We did achieve one lasting change --- the expression B707 was amended to "turbojet" as other jets came on the Australian register. Other than that, nada!!

That's 49 years --- maybe next year we could organise a 50 year major celebration --- a celebration of Australian bureaucratic procrastination without peer. There is no doubt that we are world champion "regulators", our supremacy at "regulation" is internationally acknowledged and unchallenged.

Come to think of it, why would any other country want the title?

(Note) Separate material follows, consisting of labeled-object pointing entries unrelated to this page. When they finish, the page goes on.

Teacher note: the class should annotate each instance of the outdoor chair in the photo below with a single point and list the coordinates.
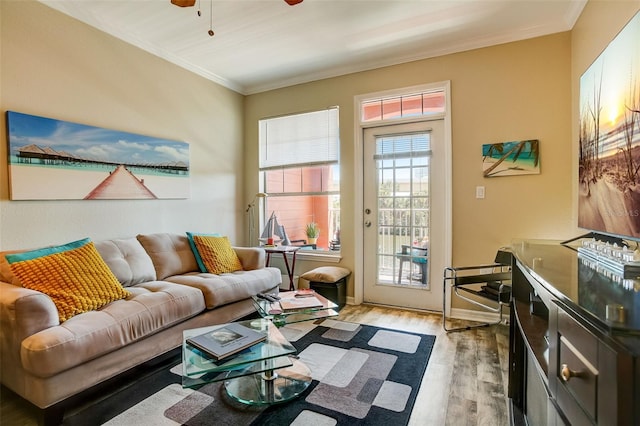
(413, 255)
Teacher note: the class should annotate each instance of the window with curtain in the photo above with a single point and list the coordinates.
(299, 170)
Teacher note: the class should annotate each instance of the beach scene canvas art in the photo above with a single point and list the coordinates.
(52, 159)
(511, 158)
(609, 138)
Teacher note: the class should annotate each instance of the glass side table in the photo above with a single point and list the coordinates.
(269, 310)
(263, 374)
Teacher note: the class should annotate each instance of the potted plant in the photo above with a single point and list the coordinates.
(312, 232)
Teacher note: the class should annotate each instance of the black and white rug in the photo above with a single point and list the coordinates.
(362, 375)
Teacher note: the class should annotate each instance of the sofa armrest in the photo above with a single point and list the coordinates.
(251, 257)
(24, 312)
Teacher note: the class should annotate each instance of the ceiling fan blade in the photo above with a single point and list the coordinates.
(183, 3)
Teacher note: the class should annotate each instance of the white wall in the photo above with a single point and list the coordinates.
(55, 66)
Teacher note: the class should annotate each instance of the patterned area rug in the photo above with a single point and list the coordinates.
(362, 375)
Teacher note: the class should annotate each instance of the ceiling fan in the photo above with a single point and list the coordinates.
(189, 3)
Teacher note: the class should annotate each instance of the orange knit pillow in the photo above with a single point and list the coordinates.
(77, 280)
(217, 254)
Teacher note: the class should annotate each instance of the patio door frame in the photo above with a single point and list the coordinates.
(359, 216)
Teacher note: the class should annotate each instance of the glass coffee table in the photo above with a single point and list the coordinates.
(269, 310)
(263, 374)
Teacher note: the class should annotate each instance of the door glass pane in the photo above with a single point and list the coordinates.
(402, 163)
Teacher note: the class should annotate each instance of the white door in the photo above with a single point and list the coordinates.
(404, 215)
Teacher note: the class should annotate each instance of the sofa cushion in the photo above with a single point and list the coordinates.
(73, 275)
(194, 249)
(170, 253)
(217, 254)
(151, 307)
(222, 289)
(127, 260)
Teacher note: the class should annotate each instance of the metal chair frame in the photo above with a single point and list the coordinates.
(461, 278)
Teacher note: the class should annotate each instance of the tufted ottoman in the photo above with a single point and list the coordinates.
(330, 282)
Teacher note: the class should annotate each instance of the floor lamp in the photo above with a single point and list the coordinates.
(250, 209)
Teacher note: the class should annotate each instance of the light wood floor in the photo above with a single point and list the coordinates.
(465, 382)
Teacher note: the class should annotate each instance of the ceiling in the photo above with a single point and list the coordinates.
(266, 44)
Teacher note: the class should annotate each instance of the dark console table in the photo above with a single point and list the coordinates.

Rereading Donald Horn's "The Luck Country" should be on school reading lists --- but in this day and age it would probably be banned as violating "safe space", "fairness and equality" and "positive discrimination" policies.

Tootle pip!!

PS: I once went to a DCA organised airshow at YSBK, celebrating the 50th anniversary of the publication of the first Air Navigation Order. Only in Australia.
Most countries celebrate victorious battles ( The Battled of Britain, D-Day air shows in the UK, Battle of the Coral Sea in US as examples) but we glorify and salute the "First Air Navigation Order".

Falling Leaf 17th Aug 2017 01:43

Maybe for a country that started out as a penal colony orders and regulations have some sort of cultural significance...

Seems to go against the much treasured stereotype of the 'Aussie Larrikin' and the carefree Aussie lifestyle though.